Fertitta's Texas neighbor, the San Antonio Spurs, became the latest ownership group to sell shares, using investment firm Guggenheim Partners to handle the transaction. A person familiar with the deal informed CNBC the Spurs' minority shares had been on the market before the Covid-19 pandemic hit.
Ryan Davis, a transactional and business lawyer at St. Louis-based law firm Bryan Cave Leighton Paisner, said though owners are enduring a "short-term cash crunch," he hasn't sensed dismay among U.S. top ownership groups even though franchise valuations could decline.
Davis, who advises the St. Louis Blues and MLB's Cardinals with the clubs' business dealings, said there is still a "tremendous demand" to get into sports ownership.
"There will be some impact in the near-term however you define that, whether its months or a couple of years," Davis said of valuations. "But long-term, [the sports industry's] fundamentals are very strong."
If owners do retain franchises, Davis said protecting relationships will be crucial for valuations to recover from any short-term decline.
"That is the core issue long-term, from an economic perspective, for franchises," Davis said. "Are relationships with fans and corporate partners still strong [post Covid-19]?"

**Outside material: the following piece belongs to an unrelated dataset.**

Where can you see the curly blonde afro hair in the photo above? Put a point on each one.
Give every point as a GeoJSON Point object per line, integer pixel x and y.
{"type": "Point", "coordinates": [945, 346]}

But if teams in the U.S. leagues remain scare, Baker suggested interested buyers look overseas.
Baker said European leagues are more economically impacted, as clubs' debt limitations are structured differently, and contract language gives broadcasters the upper hand on withholding payment to leagues.
"There are a several on the market now even in the top-level leagues in France, England, Spain, and Italy," said Baker, who couldn't reveal club names for privacy concerns. "There is a ton out there now if you're willing to be an opportunistic investor."